Por José Vicente, Valdir Martins e Fabiano Silva dos Santos
Falar de ação afirmativa no Brasil é um grande desafio, sobretudo pelas polêmicas que esse conceito gera em uma parte da sociedade que não possui as informações suficientes ou não tem o menor interesse em ter uma sociedade mais equilibrada. Essa discussão remonta a um entendimento que visa uma simplificação da realidade social e desconsidera o processo de construção social vivenciado pelo País.
As ações afirmativas têm sua compreensão confusa devido à sua generalização e pseudônimo de política de cotas, o que remete a uma reserva de mercado inconcebível em uma economia de mercado, alicerçados pela liberdade de escolha, de consumo, de ir e vir e sobretudo baseado na concepção de meritocracia. Esses pilares de estruturação social remetem a uma suposta condição de igualdade e de reconhecimento ao esforço, premiação ao talento e a dedicação, pressupostos aceitos e considerados igualadores dos seres humanos.

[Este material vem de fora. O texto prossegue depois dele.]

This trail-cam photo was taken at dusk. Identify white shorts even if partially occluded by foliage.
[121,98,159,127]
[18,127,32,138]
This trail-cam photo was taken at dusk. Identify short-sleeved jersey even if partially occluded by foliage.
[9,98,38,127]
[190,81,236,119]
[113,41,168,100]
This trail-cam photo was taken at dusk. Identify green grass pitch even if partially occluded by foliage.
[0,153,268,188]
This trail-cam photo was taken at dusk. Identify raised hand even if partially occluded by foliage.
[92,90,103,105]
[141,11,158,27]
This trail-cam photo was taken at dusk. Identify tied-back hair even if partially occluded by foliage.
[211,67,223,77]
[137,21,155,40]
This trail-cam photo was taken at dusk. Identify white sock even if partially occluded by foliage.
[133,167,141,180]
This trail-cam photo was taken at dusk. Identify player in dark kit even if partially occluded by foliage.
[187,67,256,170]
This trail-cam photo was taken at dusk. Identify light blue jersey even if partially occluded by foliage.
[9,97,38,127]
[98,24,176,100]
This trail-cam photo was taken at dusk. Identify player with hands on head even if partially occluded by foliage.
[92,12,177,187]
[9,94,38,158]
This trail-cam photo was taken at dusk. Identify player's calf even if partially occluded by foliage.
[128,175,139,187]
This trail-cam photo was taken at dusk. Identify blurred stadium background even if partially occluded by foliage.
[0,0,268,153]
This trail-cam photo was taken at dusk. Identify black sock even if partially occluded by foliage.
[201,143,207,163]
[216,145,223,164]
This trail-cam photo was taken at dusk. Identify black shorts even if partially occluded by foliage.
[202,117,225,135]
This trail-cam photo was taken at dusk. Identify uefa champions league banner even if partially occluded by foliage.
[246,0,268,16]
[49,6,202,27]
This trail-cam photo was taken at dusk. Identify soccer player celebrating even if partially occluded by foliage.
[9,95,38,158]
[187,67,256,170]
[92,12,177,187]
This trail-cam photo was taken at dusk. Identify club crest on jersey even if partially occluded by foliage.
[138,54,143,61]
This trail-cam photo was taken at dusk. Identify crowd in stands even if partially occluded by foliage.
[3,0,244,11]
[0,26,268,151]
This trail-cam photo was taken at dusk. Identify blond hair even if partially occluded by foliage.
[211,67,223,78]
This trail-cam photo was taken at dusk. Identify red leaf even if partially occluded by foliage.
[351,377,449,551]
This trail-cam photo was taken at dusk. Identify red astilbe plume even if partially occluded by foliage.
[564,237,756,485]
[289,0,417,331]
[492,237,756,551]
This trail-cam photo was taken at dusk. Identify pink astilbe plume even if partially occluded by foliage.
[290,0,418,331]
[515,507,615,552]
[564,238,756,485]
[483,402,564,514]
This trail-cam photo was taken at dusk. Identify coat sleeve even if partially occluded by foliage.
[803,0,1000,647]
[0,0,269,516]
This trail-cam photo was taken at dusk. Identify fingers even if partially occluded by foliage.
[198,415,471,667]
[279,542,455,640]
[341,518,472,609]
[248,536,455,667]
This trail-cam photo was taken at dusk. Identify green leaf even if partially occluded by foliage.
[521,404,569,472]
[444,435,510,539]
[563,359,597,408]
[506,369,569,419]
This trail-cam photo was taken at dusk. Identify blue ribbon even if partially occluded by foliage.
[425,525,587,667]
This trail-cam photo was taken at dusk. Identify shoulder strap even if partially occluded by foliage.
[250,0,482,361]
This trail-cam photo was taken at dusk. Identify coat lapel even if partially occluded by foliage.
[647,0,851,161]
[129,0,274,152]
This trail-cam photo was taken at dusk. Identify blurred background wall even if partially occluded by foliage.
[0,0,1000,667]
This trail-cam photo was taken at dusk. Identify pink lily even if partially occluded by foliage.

Entretanto essa discussão ganhou atenção e grandes dimensões com a reivindicação das pessoas negras ao acesso a diversas esferas de cidadania plena. Podemos considerar o principal paradigma o acesso ao ensino superior público, que posteriormente foi expandido para outras esferas da vida social, como a magistratura, o serviço público e demais funções e carreiras de Estado. E esses pressupostos de cidadania plena amplia sua atuação para a iniciativa privada, balizados pelas exigências de responsabilidade empresarial preconizadas nos pilares da expressão do ESG (meio ambiente, social e governança) que tem sido reivindicada pelos stakeholders de mercado.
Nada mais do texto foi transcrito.